At the time of its construction, Scarlet Oaks was Cincinnati's largest house. The origin of its design is disputed: Cincinnati local tradition claims that it was modelled after a castle along the Rhine in Germany, while later architectural historians believe that no specific house was used as the pattern. Moreover, an 1870s guidebook rejected the idea of German ancestry entirely, seeing the house as an example of French Gothic Revival architecture.

The original landscaping was by Adolph Strauch.

Outside of Cincinnati, Scarlet Oaks quickly became widely known. One of the first issues of The American Architect and Building News, published in 1876, devoted significant coverage to it, and architectural historians have seen its design as anticipating the styles of grand Gilded Age mansions such as multiple Vanderbilt houses designed by Richard Morris Hunt. Wilson designed many houses, but by the 1960s, many seem to have been destroyed; perhaps in part because of its widespread recognition, Scarlet Oaks was the only extant residence that was conclusively identified as being designed by him. Since that time, at least one other surviving Cincinnati residence has been identified as a Wilson design — the John S. Baker House, built in 1854.

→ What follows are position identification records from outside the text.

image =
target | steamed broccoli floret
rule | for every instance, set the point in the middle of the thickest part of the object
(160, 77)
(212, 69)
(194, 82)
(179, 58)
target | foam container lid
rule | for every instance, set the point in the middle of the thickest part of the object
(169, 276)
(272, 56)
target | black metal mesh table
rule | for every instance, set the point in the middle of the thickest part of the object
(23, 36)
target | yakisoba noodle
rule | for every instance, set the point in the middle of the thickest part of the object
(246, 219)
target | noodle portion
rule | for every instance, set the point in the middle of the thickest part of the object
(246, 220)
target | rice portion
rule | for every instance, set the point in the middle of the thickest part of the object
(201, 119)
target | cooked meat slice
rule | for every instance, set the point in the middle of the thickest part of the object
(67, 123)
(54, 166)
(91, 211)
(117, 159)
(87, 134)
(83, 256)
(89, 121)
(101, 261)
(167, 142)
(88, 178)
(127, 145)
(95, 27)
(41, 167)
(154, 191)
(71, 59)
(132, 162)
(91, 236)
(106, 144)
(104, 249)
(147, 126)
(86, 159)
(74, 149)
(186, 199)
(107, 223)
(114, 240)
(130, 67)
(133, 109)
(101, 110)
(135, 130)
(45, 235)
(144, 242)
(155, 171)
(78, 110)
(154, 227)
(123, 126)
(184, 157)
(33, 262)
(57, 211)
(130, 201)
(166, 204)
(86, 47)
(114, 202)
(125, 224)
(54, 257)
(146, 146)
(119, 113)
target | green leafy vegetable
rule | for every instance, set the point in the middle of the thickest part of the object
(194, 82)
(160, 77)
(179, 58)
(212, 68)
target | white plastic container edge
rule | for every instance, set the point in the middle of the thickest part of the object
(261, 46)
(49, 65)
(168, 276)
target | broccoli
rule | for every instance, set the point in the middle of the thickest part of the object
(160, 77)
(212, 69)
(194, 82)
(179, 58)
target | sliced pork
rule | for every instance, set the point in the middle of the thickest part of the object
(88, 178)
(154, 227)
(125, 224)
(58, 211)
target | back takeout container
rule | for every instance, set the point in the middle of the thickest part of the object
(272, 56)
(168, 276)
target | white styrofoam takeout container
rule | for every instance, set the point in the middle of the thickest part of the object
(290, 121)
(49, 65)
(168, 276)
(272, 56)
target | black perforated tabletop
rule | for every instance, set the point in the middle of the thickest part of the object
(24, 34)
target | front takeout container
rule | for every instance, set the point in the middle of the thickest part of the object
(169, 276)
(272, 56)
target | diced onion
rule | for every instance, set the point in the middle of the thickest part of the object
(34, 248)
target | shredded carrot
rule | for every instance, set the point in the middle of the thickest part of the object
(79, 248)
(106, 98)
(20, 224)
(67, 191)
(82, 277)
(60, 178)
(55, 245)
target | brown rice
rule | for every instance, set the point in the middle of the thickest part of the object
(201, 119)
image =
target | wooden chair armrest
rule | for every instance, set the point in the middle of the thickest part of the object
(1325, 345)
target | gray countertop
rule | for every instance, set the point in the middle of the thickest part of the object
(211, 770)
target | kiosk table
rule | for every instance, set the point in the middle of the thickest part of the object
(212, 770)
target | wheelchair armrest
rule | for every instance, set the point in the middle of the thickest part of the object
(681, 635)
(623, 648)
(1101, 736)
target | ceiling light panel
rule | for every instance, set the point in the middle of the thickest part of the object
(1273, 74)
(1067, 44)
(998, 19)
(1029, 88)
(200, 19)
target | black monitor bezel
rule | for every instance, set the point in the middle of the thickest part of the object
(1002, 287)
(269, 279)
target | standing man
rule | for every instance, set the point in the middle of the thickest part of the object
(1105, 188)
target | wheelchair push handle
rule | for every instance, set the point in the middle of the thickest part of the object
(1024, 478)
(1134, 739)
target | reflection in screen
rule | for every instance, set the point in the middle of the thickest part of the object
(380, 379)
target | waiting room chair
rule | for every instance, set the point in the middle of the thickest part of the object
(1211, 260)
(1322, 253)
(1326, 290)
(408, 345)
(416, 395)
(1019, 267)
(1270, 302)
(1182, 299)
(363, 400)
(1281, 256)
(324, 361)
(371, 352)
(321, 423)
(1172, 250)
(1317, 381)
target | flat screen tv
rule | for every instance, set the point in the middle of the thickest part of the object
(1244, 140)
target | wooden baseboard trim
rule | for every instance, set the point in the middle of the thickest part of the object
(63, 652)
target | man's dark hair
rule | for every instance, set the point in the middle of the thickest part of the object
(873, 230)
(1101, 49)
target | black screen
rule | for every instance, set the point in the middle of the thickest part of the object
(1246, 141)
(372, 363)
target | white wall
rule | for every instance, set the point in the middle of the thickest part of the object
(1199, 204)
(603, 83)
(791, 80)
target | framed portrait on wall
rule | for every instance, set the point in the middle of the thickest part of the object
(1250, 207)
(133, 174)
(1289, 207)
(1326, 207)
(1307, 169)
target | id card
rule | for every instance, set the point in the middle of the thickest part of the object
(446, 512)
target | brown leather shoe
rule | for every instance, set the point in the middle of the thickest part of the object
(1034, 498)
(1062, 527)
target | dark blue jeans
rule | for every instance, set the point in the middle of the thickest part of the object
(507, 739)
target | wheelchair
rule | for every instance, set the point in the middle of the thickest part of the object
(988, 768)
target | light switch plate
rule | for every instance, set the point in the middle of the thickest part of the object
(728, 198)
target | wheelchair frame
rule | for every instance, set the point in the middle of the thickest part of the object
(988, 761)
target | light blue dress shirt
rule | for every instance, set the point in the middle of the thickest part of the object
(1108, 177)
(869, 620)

Built of limestone, Scarlet Oaks is a massive two-and-a-half-storey house with many distinctive architectural features. From a distance, the house's appearance is dominated by its turret and other high towers, and the great size of the building makes it unique even among Clifton's other large residences. More than a century has passed since the house ceased to be a private residence: it was purchased by E.H. Huenefeld in 1910, who immediately donated it to local congregations of the Methodist Episcopal Church. Since that time, it has been used as a group facility: after originally being used as a sanitarium, it has since been converted into a retirement home.

In 1973, Scarlet Oaks was listed on the National Register of Historic Places. Despite the difficulty of being a religiously affiliated property, it qualified for inclusion because of its distinctive and historically significant architecture. To the present day, it remains a retirement home, although now affiliated with the Deaconess Hospital.